Персефону тут же пронзила дрожь: его глаза горели такой грешной страстью и плотским томлением, словно его внутренний повеса еще с той июньской ночи у озера отчаянно рвался с привязи – рвался как напряженный до предела зверь, рычал, лязгал зубами и бесновался от яростного желания овладеть ею. Настоящий же Алекс удерживал его в узде только гигантским усилием воли из-за собственных понятий о чести и данного Джеку обещания.
– Тогда страсть для вас уж точно не закрытая книга, – сказала она, в ее голосе сквозила ненависть ко всем его предыдущим женщинам, штабелями падавшим к его ногам.
– Для вас тоже. До нашей июньской встречи я об этом не подозревал, но сейчас точно знаю: человеческое сердце и разум могут отравлять самые разные страсти. Да я и теперь едва понимаю, где начинается одна и заканчивается другая – во всяком случае, когда дело касается вас. Понятно, энергичный молодой человек, вроде вашего брата Маркуса, всегда устремляется в женскую компанию. Огонь горит в нем и рвется наружу, пока не приходит время узнать о страсти побольше, чем флирт на вечеринках в Мейфэре или на балах в загородных домах. Так что да, мисс Сиборн: мне ведомо, что такое чистая страсть и что она может делать с мужчиной, пока он не познает меру и не научится обуздывать свои дикие порывы. Правда, это не объясняет, почему я испытываю такую сильную и откровенную страсть к вам. Играть с вами в благородного джентльмена – пытка еще изощренней, чем страдания от руки палача. – Он коротко взмахнул рукой, показывая на свои шрамы. – Между нами не просто физическое притяжение. И я в этом понимаю не больше вас, – сказал он и вновь заходил по комнате, словно только таким образом мог освободить свои с трудом подавляемые чувства.
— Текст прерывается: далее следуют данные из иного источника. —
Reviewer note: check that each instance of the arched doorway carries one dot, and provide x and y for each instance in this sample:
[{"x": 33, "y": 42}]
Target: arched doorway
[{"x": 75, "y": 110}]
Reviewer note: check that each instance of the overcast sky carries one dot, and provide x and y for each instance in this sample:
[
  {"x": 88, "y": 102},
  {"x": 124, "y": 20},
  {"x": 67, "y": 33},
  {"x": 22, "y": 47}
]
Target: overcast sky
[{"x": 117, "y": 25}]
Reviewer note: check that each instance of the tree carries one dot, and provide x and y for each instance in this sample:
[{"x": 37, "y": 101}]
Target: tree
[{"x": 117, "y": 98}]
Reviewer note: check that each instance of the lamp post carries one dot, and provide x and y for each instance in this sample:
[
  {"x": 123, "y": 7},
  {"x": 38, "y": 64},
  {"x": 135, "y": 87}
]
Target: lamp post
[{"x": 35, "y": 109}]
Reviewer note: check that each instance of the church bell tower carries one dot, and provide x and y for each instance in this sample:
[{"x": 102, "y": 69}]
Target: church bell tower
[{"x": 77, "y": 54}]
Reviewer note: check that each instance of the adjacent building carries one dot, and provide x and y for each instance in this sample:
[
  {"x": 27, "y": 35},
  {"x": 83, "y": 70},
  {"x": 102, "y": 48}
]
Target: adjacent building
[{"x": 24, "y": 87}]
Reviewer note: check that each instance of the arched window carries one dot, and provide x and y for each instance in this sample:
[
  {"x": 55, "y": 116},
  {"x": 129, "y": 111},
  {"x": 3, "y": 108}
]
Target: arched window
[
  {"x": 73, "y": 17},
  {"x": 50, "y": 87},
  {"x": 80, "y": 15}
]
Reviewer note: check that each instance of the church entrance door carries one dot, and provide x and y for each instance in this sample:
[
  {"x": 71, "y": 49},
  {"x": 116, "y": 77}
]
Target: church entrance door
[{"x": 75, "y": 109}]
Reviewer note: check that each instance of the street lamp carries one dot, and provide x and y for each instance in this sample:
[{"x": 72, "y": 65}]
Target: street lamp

– Почему вы решили, что я не понимаю? – воспротивилась она. Как ей хотелось, чтобы Джек не оказывал им свою медвежью услугу! Это бы хоть немного облегчило их состояние.
– Не притворяйтесь глупее, чем вы есть! – резко заявил он, словно сама мысль, что она может испытать к какому-то другому мужчине хоть одну десятую ее желания, доводила его до бешенства.
– Алекс! Я говорю не о страсти с другим мужчиной. Но, полагаю, я понимаю происходящее несколько лучше вас. Наверное, это можно назвать женской интуицией, – воинственно вскинулась она, хотя сама не понимала, что за неистовое чувство захватывает все ее существо, заставляет обо всем забыть, включая поиски своих братьев.
– Будь так, вы сами выставили бы мне ультиматум наподобие того, что ваша подруга выставила Джеку, когда у них разразилась война и она отказалась выходить за него замуж, если он не любит ее. Неужели я тоже обречен добраться до алтаря и не обнаружить там вас, если только я не поклянусь в бессмертной любви к вам, мисс Сиборн? – с легкой усмешкой спросил он.
– Нет, Джессика – романтик, а я не настолько витаю в облаках, чтобы ожидать вашей любви, – слегка оскорбленно парировала она, с трудом удерживаясь, чтобы не закричать на него.
– Однако ваших ожиданий хватило, чтобы встретиться со мной глубокой ночью, да еще в самом компрометирующем месте, куда только может пригласить леди, не предполагая очутиться вместе в постели.
– Да, хватило, хотя меня удивляет, что и вы согласились прийти, милорд. Рискнули своей свободой и распутной репутацией, отлично понимая, как глупо с моей стороны предлагать подобную встречу. После той ночи я уже не так наивна насчет того, на что мы оба способны, но вы-то почему так глупо решили рискнуть, милорд? – пожав плечами, по-философски посетовала она.
– Особенно если вы не настолько глупы, чтобы действительно меня полюбить? – спросил он, словно его преследовала такая возможность.
С самого начала, с их первой встречи, он ясно давал понять: ею только восхищается. А теперь почему-то захотел заверений, что она хотя бы попытается его полюбить, причем без малейшего намека на перемену его собственных чувств к ней. Гордость и разбитое сердце не позволяли ей разобраться в своих чувствах к этому болезненно отчужденному, раненному душой и телом мужчине. Да он и сам не мог или не считал нужным уж так открыто демонстрировать свои истинные чувства к ней.
– А вы этого хотели бы, милорд?
– Я хотел бы, чтобы вы мне хоть немного доверились, – резко ответил он, и она выдохнула, осознав, что в ожидании даже замерла.